2. Learning Logic Gates
Boolean logic gates are among the simplest classification problems. Each gate defines a dataset with four points: two binary inputs and one binary output. For the AND gate, the output is 1 only when both inputs are 1. For the OR gate, the output is 1 when at least one input is 1. Both problems are linearly separable, meaning a single straight line can separate the class-1 points from the class-0 points. Because of this, a single perceptron can learn both gates easily.
| x₁ | x₂ | Target | Prediction |
|---|---|---|---|
| 0 | 0 | - | - |
| 0 | 1 | - | - |
| 1 | 0 | - | - |
| 1 | 1 | - | - |
3. The XOR Problem, Where Single Neurons Fail
Now consider the XOR gate: the output is 1 when the two inputs are different.
| x₁ | x₂ | XOR |
|---|---|---|
| 0 | 0 | 0 |
| 0 | 1 | 1 |
| 1 | 0 | 1 |
| 1 | 1 | 0 |
If we plot these four points on a 2D plane, the class-1 points lie at (0,1) and (1,0), which are diagonally opposite corners. The class-0 points lie at (0,0) and (1,1). Unlike the AND and OR gates, no single straight line can separate these two classes. This is not a matter of choosing better weights. It is mathematically impossible. A single neuron can only produce a linear decision boundary, but the XOR problem requires a nonlinear one. This limitation motivates the need for multiple neurons arranged in layers.

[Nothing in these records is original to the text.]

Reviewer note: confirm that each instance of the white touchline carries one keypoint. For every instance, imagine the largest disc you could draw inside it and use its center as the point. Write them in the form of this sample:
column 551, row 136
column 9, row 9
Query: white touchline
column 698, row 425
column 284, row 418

| x₁ | x₂ | Target | Prediction |
|---|---|---|---|
| 0 | 0 | 0 | - |
| 0 | 1 | 1 | - |
| 1 | 0 | 1 | - |
| 1 | 1 | 0 | - |
4. The Solution: Hidden Layers
The key insight is simple: if one neuron can draw one line, two neurons can draw two lines, and another neuron can combine them. By stacking neurons into layers, we can adjust the input space into increasingly complex regions.

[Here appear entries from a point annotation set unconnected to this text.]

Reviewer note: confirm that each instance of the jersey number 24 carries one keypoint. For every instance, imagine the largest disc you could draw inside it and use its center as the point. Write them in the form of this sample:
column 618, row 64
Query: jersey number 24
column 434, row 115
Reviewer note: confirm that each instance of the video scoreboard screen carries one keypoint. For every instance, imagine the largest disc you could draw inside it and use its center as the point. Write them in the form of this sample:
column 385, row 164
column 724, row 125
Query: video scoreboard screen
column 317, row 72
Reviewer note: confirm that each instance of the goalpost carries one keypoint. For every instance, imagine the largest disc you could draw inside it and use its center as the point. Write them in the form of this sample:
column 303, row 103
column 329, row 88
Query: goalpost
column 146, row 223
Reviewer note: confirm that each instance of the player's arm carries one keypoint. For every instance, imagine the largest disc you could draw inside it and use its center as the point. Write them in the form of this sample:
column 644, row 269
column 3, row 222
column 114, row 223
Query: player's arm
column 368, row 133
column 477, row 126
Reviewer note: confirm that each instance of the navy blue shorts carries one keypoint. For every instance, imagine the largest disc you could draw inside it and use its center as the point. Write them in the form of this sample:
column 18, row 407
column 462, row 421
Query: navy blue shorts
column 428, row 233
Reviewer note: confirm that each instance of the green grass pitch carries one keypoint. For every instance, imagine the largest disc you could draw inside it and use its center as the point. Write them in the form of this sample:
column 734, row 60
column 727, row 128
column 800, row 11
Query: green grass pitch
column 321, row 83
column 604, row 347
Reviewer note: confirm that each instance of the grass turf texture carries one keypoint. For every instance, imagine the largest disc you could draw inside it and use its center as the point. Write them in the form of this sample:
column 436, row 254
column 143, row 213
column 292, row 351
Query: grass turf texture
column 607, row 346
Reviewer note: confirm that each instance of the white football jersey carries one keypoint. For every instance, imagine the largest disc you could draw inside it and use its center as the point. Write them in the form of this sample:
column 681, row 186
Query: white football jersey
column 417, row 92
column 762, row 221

A Multi-Layer Perceptron (MLP) adds one or more hidden layers between the input and the output:
Layer 1 (hidden):
\[\mathbf{h} = \sigma(\mathbf{W}_1 \mathbf{x} + \mathbf{b}_1)\]Layer 2 (output):
\[\hat{y} = \sigma(\mathbf{W}_2 \mathbf{h} + \mathbf{b}_2)\]Each hidden neuron creates its own linear boundary in the input space. The output neuron then combines these intermediate features into a nonlinear decision rule.
For XOR, we need only two hidden neurons. One hidden neuron can learn one diagonal separation, the second learns the other, and the output neuron combines them to correctly classify all four points. We will refer to this architecture as 2-2-1. The three numbers are the size of each layer in order, so two inputs, two hidden units, one output.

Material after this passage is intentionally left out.